Author: Deirdre Mask
Links: Bookshop (affiliate link) |Goodreads
Summary: Parts of this book felt obvious to me, but other sections included novel fun facts and thoughtful analysis that I loved.
This is a book that’s been on my radar since I included it in my Futuristic Friday list of books I was excited for in April. The subtitle (‘What Street Addresses Reveal About Identity, Race, Wealth, and Power’) immediately grabbed my attention. I love books where you get to learn about overlooked facets of everyday life. I’ve also been making a push to read more books addressing racism and classism, so I was interested to see how those concepts are embedded in our street addresses.
Like the other Kirkus shortlist titles I’ve read so far, this book had a lot going for it! The author roamed the world broadly in her discussion of street addresses. Comparisons between different countries, different time periods, and different regions of the US were all interesting and informative. The chapters on racism in the US and in South Africa were particularly powerful. Her take on streets named after Confederates in the US was one of the best explanations I’ve read of why it matters that we still use these names. The section on South Africa was also strong, taking a nuanced look at how a country can move forward from a divided past.
Even within the US, there were some fun facts that I was startled to learn. As an example, it turns out that in NYC, you can pay to have an address that doesn’t match your location, but that may sound more affluent. I also learned a lot more about the value of having an address (emergency services finding you, applying for employment) and the downsides (enables discrimination based on residence). The author explored this idea thoroughly and extended it to the digital addressing currently occurring in parts of the world that lack traditional addresses. Her analysis was thoughtful and enjoyable to read.
This book did have a few downsides that kept my from giving it five stars though. First, a decent amount of the content was not new to me. If I have to read about John Snow and the cholera epidemic stopped by removing a pump handle one more time, so help me. And second of all, some of the chapters had titles with questions that I was excited to learn more about, but then failed to answer those questions in a meaningful way. For instance, a chapter on why streets are named after revolutionaries described how the French revolution was followed by a bout of street re-naming. The author claims that after this, the idea of re-naming streets to show changing ideals really caught on. To me, this isn’t entirely plausible. As the author herself indicated, plenty of streets were named in ways that were political or moralizing before the French revolution. Even if we buy this origin, the only answer it provides to why is the obvious one – after revolutions, people like street names to reflect social change.

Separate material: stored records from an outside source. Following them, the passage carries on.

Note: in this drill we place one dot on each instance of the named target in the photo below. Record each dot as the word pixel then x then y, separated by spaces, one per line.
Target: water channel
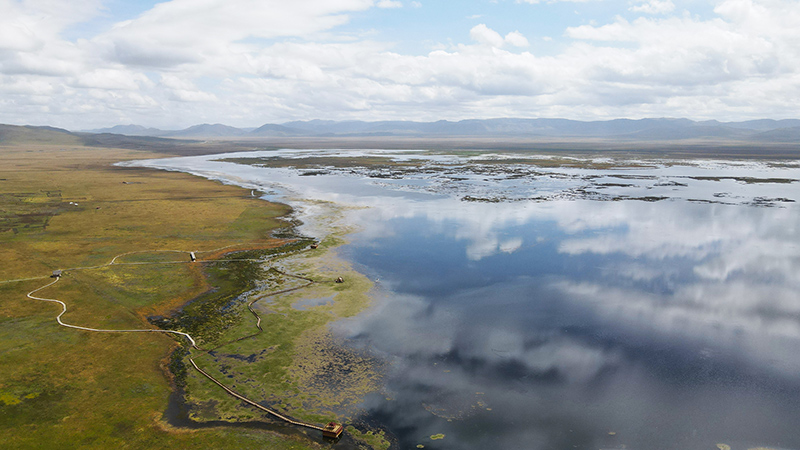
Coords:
pixel 638 306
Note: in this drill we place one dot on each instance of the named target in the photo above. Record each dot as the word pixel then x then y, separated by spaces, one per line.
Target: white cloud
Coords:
pixel 516 39
pixel 536 2
pixel 653 6
pixel 389 4
pixel 484 35
pixel 741 62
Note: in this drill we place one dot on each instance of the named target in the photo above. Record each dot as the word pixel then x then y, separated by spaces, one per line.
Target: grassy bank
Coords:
pixel 64 207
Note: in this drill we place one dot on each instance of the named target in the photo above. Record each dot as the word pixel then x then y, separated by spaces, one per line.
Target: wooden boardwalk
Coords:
pixel 191 340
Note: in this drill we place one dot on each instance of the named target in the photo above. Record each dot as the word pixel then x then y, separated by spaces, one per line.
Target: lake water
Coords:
pixel 653 307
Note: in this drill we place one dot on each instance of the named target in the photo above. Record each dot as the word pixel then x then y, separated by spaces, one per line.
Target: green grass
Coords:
pixel 63 388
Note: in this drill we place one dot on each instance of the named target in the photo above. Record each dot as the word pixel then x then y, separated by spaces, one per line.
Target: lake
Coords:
pixel 590 304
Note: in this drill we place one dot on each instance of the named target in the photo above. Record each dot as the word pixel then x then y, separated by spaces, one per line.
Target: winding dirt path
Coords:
pixel 175 332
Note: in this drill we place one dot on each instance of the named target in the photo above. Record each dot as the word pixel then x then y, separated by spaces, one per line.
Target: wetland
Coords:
pixel 529 301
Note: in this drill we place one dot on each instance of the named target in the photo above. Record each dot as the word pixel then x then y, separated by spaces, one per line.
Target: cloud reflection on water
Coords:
pixel 548 324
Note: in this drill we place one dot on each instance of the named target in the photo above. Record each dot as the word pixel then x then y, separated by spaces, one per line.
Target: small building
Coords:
pixel 332 430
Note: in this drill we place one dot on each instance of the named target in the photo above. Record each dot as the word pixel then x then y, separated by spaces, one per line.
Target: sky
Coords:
pixel 172 64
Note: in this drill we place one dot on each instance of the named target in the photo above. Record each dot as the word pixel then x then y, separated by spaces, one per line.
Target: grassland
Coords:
pixel 63 207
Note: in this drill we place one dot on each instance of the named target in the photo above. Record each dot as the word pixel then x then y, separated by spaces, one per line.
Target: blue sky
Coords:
pixel 177 63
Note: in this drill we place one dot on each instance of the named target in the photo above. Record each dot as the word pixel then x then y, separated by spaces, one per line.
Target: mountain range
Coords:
pixel 764 130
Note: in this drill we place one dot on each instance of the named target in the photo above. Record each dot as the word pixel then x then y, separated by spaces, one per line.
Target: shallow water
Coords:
pixel 568 312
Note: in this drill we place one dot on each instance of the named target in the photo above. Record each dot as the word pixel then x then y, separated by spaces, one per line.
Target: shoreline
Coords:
pixel 333 236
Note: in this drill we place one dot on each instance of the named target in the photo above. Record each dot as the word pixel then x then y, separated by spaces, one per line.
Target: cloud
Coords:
pixel 482 34
pixel 653 6
pixel 516 39
pixel 388 4
pixel 262 61
pixel 536 2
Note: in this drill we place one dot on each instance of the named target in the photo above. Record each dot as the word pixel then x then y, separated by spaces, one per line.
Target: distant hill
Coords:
pixel 129 130
pixel 780 135
pixel 15 135
pixel 277 130
pixel 206 130
pixel 655 129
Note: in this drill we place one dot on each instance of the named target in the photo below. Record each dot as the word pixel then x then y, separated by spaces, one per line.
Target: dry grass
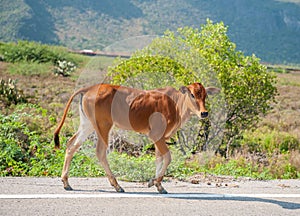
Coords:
pixel 285 116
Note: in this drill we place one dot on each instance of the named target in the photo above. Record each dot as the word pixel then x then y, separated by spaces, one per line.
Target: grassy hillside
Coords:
pixel 271 150
pixel 269 28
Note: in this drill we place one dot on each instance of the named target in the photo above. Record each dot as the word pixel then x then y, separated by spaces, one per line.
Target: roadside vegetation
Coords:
pixel 264 143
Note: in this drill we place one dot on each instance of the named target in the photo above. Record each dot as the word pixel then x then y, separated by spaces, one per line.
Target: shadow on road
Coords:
pixel 207 196
pixel 283 204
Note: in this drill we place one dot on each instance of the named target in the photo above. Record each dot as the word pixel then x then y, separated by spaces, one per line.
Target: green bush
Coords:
pixel 10 94
pixel 269 141
pixel 64 68
pixel 207 55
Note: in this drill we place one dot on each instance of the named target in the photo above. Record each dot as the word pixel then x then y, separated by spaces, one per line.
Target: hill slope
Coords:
pixel 269 28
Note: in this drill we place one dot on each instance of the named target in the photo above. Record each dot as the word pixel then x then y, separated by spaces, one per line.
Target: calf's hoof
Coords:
pixel 120 190
pixel 68 188
pixel 162 191
pixel 151 183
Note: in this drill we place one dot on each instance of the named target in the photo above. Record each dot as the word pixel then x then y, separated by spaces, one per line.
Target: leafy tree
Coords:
pixel 207 55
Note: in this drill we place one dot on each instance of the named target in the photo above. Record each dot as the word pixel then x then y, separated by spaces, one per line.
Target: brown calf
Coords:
pixel 158 113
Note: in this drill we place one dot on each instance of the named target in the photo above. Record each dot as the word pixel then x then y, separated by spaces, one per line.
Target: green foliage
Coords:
pixel 10 94
pixel 26 148
pixel 64 68
pixel 208 56
pixel 270 142
pixel 156 71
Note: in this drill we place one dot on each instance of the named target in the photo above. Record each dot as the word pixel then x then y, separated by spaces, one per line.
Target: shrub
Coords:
pixel 211 58
pixel 9 93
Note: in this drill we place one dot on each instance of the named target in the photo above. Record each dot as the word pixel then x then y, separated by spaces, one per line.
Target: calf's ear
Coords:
pixel 212 90
pixel 184 89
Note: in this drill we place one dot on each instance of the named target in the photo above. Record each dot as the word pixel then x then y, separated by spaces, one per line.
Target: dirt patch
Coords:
pixel 218 181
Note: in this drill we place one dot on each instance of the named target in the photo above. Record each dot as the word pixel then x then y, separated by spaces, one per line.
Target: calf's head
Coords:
pixel 195 98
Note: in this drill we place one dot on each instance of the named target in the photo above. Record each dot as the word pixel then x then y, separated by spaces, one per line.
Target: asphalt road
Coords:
pixel 94 196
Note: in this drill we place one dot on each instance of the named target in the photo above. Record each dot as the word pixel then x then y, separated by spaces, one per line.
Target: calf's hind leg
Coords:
pixel 101 148
pixel 73 145
pixel 163 159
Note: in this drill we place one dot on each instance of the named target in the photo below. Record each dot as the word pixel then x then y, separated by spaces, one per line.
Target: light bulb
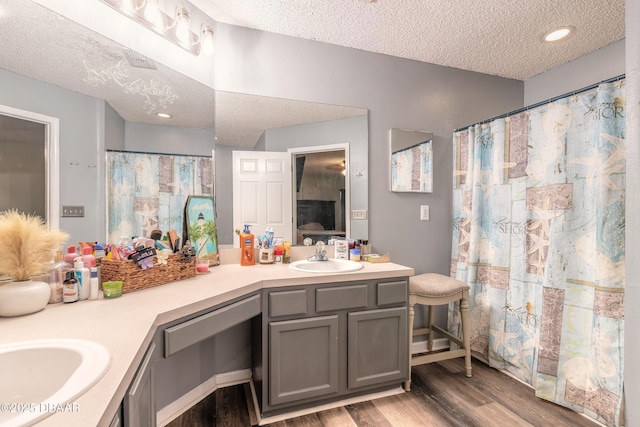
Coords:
pixel 151 12
pixel 206 40
pixel 182 25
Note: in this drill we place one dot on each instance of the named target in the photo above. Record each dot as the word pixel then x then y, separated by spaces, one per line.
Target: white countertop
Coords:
pixel 125 325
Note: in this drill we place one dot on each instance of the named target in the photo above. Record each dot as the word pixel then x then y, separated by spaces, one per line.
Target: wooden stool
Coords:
pixel 436 289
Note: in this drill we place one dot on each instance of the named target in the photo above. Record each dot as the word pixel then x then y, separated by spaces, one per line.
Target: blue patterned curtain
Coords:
pixel 539 221
pixel 148 191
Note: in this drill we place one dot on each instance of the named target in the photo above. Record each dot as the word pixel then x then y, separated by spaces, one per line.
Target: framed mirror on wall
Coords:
pixel 411 161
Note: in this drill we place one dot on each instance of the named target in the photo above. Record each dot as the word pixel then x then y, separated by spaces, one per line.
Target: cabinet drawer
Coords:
pixel 392 293
pixel 195 330
pixel 286 303
pixel 344 297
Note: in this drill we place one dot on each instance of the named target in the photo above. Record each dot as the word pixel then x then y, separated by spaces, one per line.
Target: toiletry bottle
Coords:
pixel 98 251
pixel 247 251
pixel 277 254
pixel 83 276
pixel 70 288
pixel 57 276
pixel 341 249
pixel 94 285
pixel 87 257
pixel 71 255
pixel 286 253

Despite these few small weaknesses, this was the most approachable of the three Kirkus shortlist books I’ve read so far. It included a ton of fascinating information. It was relatively short and each section used at least one story to illustrate a point. It was also well written and well researched, blending academic content with the author’s own experiences. While I’d currently rank it last of the three Kirkus prize nominees I’ve read, it’s still a great book and I’d highly recommend it.